Ultimately, this technology provides a “snapshot” of what great-tasting, high-quality beef looks like – all in 1/100th of a second.
“We’ve demonstrated through research that marbling score does a really nice job telling us the difference in eating characteristics of beef,” said Woerner. “By using the marbling scores, this [the cameras] is a really good predictive tool to determine the overall acceptability of beef products. You truly are getting what you pay for when you pay for a higher product.”
Dr. Wade Shafer, ASA CEO, explained how selection indices serve as a tool for producers to identify traits in cattle that will increase their bottom line. He said both types of indices – retrospective and economic selection – are valuable but said economic selection indices are more accurate and likened them to genetic accounting. Retrospective indices tend to follow output traits such as weaning weight and carcass traits but don’t take into consideration replacement female rates or cowherd and feedlot intake.

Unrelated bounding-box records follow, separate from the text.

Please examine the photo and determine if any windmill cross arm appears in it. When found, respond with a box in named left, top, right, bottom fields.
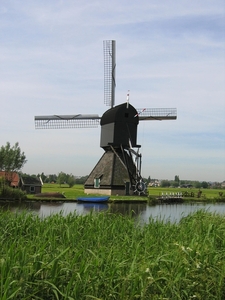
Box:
left=34, top=114, right=101, bottom=129
left=137, top=108, right=177, bottom=121
left=34, top=114, right=101, bottom=121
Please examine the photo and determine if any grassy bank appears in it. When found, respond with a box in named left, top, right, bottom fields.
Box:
left=0, top=211, right=225, bottom=300
left=28, top=184, right=225, bottom=202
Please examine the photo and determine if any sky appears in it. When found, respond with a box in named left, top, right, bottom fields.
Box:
left=0, top=0, right=225, bottom=182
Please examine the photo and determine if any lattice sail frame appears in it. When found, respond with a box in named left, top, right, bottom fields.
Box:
left=34, top=115, right=101, bottom=129
left=103, top=40, right=116, bottom=108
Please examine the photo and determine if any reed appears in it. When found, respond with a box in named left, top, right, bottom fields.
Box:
left=0, top=211, right=225, bottom=300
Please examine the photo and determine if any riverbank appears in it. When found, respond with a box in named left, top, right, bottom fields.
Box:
left=0, top=211, right=225, bottom=300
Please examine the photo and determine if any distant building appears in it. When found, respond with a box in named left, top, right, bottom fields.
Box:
left=0, top=171, right=43, bottom=194
left=19, top=175, right=43, bottom=194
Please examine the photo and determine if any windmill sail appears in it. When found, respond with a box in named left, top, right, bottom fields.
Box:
left=34, top=114, right=101, bottom=129
left=103, top=41, right=116, bottom=108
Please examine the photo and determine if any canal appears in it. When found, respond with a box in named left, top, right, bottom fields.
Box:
left=0, top=202, right=225, bottom=223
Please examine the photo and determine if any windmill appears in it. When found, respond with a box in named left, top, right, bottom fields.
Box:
left=35, top=40, right=177, bottom=195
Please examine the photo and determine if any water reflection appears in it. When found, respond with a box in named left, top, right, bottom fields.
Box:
left=0, top=202, right=225, bottom=223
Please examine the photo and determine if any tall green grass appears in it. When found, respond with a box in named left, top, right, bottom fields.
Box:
left=0, top=211, right=225, bottom=300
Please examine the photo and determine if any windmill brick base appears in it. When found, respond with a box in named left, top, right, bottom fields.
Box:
left=84, top=150, right=136, bottom=195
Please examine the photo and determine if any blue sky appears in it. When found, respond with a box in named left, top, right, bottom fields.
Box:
left=0, top=0, right=225, bottom=181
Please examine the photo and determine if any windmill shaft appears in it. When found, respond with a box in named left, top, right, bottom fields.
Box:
left=137, top=108, right=177, bottom=121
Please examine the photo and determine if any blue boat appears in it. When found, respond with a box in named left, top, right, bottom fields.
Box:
left=77, top=196, right=109, bottom=203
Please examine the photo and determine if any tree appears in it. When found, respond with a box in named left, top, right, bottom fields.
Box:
left=57, top=172, right=67, bottom=186
left=174, top=175, right=180, bottom=185
left=0, top=142, right=27, bottom=183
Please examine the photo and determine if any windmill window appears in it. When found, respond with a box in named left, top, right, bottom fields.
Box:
left=94, top=178, right=100, bottom=189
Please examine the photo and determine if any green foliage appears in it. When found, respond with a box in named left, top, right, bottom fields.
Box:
left=0, top=142, right=27, bottom=182
left=0, top=211, right=225, bottom=300
left=56, top=172, right=76, bottom=187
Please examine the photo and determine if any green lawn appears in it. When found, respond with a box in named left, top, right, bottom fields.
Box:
left=30, top=183, right=225, bottom=201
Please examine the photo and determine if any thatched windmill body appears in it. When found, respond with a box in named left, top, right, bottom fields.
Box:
left=35, top=41, right=177, bottom=195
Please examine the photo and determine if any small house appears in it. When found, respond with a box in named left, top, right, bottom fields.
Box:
left=19, top=175, right=42, bottom=194
left=0, top=171, right=20, bottom=188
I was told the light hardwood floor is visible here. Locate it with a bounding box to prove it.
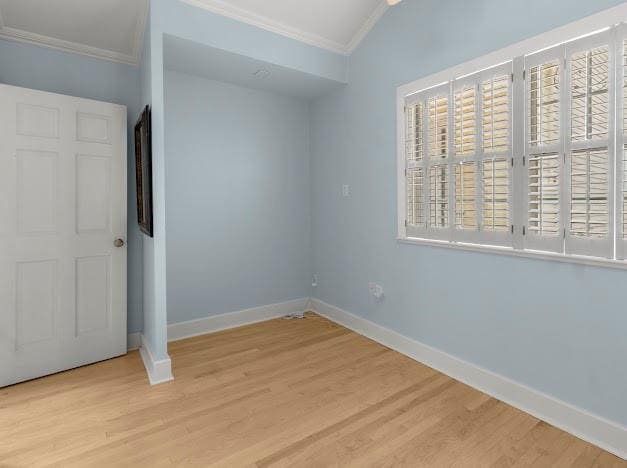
[0,315,627,467]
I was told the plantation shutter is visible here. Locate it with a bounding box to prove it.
[477,62,514,246]
[564,31,615,258]
[452,77,480,242]
[405,83,454,240]
[523,46,567,253]
[615,30,627,260]
[405,101,426,229]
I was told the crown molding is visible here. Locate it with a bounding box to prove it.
[346,2,390,54]
[180,0,388,55]
[0,0,149,66]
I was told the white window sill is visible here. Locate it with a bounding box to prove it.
[397,237,627,270]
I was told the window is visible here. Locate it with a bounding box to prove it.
[399,25,627,266]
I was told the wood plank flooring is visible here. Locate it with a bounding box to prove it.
[0,315,627,468]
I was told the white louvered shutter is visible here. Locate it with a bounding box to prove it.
[405,100,426,236]
[420,83,454,240]
[615,30,627,260]
[405,83,454,240]
[452,77,479,242]
[523,46,566,253]
[565,31,615,258]
[477,62,513,246]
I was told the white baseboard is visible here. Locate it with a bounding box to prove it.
[168,298,309,341]
[139,335,174,385]
[126,332,142,351]
[310,299,627,459]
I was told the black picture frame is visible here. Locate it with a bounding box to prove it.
[135,106,153,237]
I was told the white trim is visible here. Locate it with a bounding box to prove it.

“Profitability is the one trait our customers [cow-calf producers] should be most concerned with,” said Shafer. “Is it a heritable trait we can select for? We better hope so!”
“The key to our success as seedstock breeders and as an industry is we need to bridge the technology gap. The cattle industry has the same science as the hog and poultry industries to utilize indices; we just don’t use them near as much as we should.”
Young Guns attendees not only learned of new technologies that could help them achieve their goals, but also from a panel with years of industry experience. The panel discussed “Profit – Post Weaning” and what steps producers could take to reach their end goals.
One of the panelists, Kevin Miller of Briggsdale, Colo., stressed the importance of documenting genetics, health protocols and illness treatments, and how good record keeping can impact a producer’s success when he sells feeder calves.
“Document everything,” said Miller. “It is going to be one of the biggest factors that cow-calf producers will have to deal with in the future. Good reputation cattle with good health records will still sell fine, but others will be discounted.”
The panel also fielded questions from the audience regarding herd health, genetics, carcass quality and how to educate customers.
Attendees toured CSU’s Agriculture Research, Development and Education Center (ARDEC) and learned about their current research on feed efficiency and days to finish. Young Guns also had the opportunity to learn from current industry practices and processes by touring the JBS – Greeley Beef Plant in Greeley, Colo., and JBS – Five Rivers’ Kuner Feedyard’s extensive, state-of-the-industry cattle feedyard.
The Young Guns Conference provided a chance for producers and breeders of all ages to network, collaborate and form relationships that will enable them with the resources to build a stronger, more focused beef industry and form alliances within and across breeds.
Insight into current and developing research and technology such as indices, genomic-enhanced EPDs, and feed efficiency and conversion studies, combined with cultivated relationships ensure producers have the tools to prepare now for a more profitable future.